We'll be bummed if the long-rumoured 120Hz feature is left out.
How much power will the Apple iPhone 12 pack?
Apple's A13 Bionic chip is the fastest on the smartphone market today, just like the A12 before it. Is it really a stretch to assume the same for the A14 in 2020?
There hasn't been a lot of speculation here yet, but we're curious to see how much further advancement Apple can muster up for next year's iPhones. A recent report suggests that Huawei's Kirin 1000 chip in next year's Mate 40 Pro could use a 5nm production process to pack in loads more transistors (and thus more processing power) – will the A14 do the same?
We're expecting big things from the A14, for sure.
What kind of cameras will the Apple iPhone 12 have?
The iPhone 11 Pro and Pro Max have Apple's best cameras to date, and Ming-Chi Kuo suggests further enhancements for 2020.
That's a given, right? He didn't have much to say about what more to expect on that front – except that we'll probably get a time-of-flight camera for improved depth perception and augmented reality skills. But a new report suggests a big upgrade in the mix.
According to leaker Max Weinbach and EverythingApplePro (via Tom's Guide), the iPhone 12 could pack a 64-megapixel main camera. That's a big upgrade in terms of raw pixel count compared the 12MP cameras that Apple has been using of late, and it tops the Samsung Galaxy 20 on that front - but not the Galaxy S20 Ultra and its 108MP shooter.
The iPhone 12 models are expected to have two back cameras, while the iPhone 12 Pro models are pegged to have the same triple-camera setup with an additional LIDAR sensor included.

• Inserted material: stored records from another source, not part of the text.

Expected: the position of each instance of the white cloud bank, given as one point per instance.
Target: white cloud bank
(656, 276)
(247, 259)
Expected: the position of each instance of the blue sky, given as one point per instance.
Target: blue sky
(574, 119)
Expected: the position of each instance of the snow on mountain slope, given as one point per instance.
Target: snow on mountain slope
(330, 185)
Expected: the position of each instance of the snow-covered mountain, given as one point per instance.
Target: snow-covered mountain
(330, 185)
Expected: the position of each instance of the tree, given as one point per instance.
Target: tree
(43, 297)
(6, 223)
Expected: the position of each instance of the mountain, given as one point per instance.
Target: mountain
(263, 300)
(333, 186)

Recent leaks from Weinbach and EverythingApplePro (via AppleInsider) also point to 4K recording at 240 frames per second on the iPhone 12 Pro Max, letting you record slow-motion video in crystal-clear 4K resolution. That'd be an impressive feat, if true!

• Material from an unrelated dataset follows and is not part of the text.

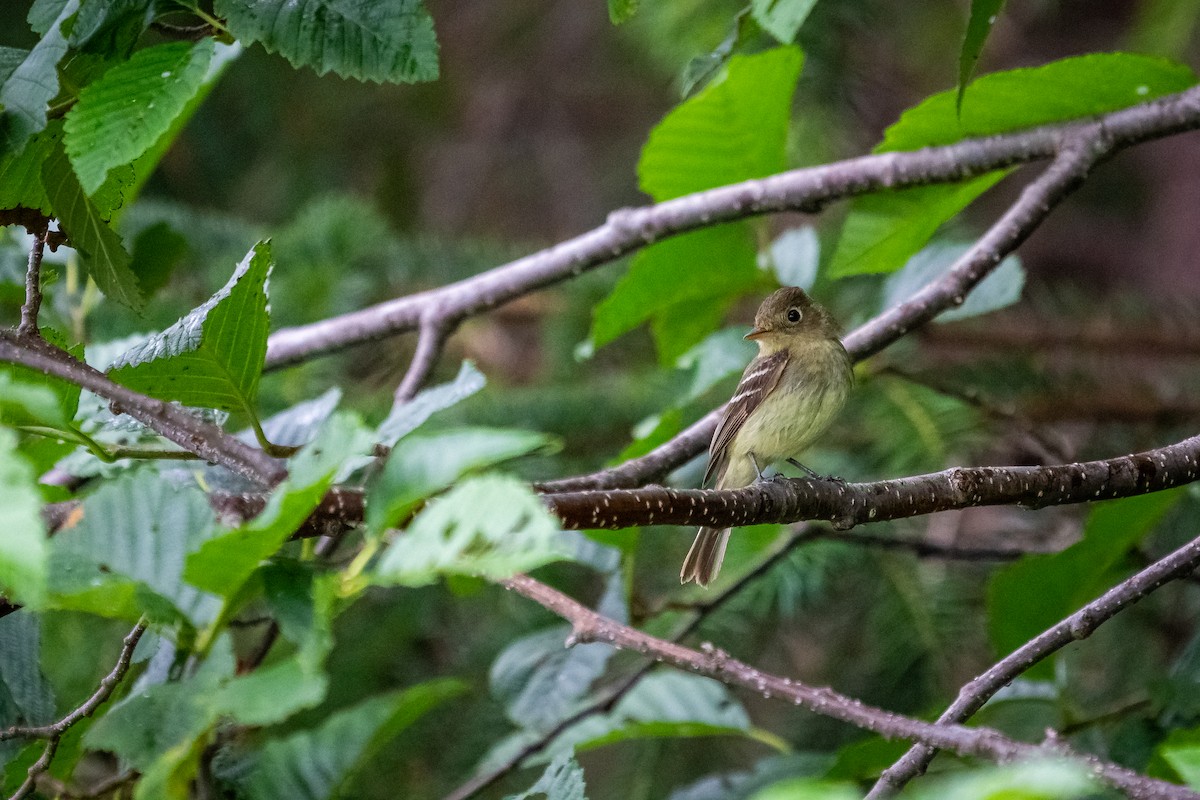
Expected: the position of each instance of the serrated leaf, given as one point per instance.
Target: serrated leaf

We're eager to see how Apple improves upon greatness here.
Is there anything else I should know about the Apple iPhone 12?
Let's talk about 5G. The tech is still gradually rolling out, but some Apple fans were bummed to see the iPhone 11 skip its inclusion.
That won't be the case in 2020, according to reports. The iPhone 12 is widely expected to introduce 5G compatibility, with Apple and Qualcomm resolving their dispute to make such implementation viable. Kuo has suggested 5G will be in the two higher-end models, but not the iPhone XR successor (the 6.1in model, likely).
Meanwhile, Jon Prosser of Front Page Tech points to 5G compatibility across what he pegs as four iPhone 12 models (two standard sizes, two Pro sizes), as seen earlier in the article.
Macotakara suggests that the iPhone 12 may also incorporate 60 Ghz Wi-Fi band support, which could enable super-speedy AirDrop transfers between devices. The IEEE 802.11ay standard is currently in draft status and expected to be finalised this year, so it could be an intriguing (but ultimately small) addition to the iPhone 12.
Here's some less-fun news: longtime analyst Ming-Chi Kuo suggests that Apple will leave both the wired earphones and power adapter out of the iPhone 12 boxes. Why? Well, the addition of 5G tech isn't free from a components standpoint, and Apple purportedly doesn't want to raise the price of the new phones... or eat the cost either.
While it's true that most of us have power bricks kicking around the home and that not everyone needs or wants to use the bundled earphones, this could be a shocking omission for some buyers if true. 9to5Mac pointed out that buying the official Apple versions of both separately would be an extra US$63, which is nearly 10% extra on top of the iPhone 11's price. At the very least, we'd hope that Apple would offer these accessories at a discount to new phone buyers who need them, if the report is true...
Hopefully 5G networks will be ready for Apple to make the leap – because Apple fans are certainly ready to see that kind of speed on their next iPhones.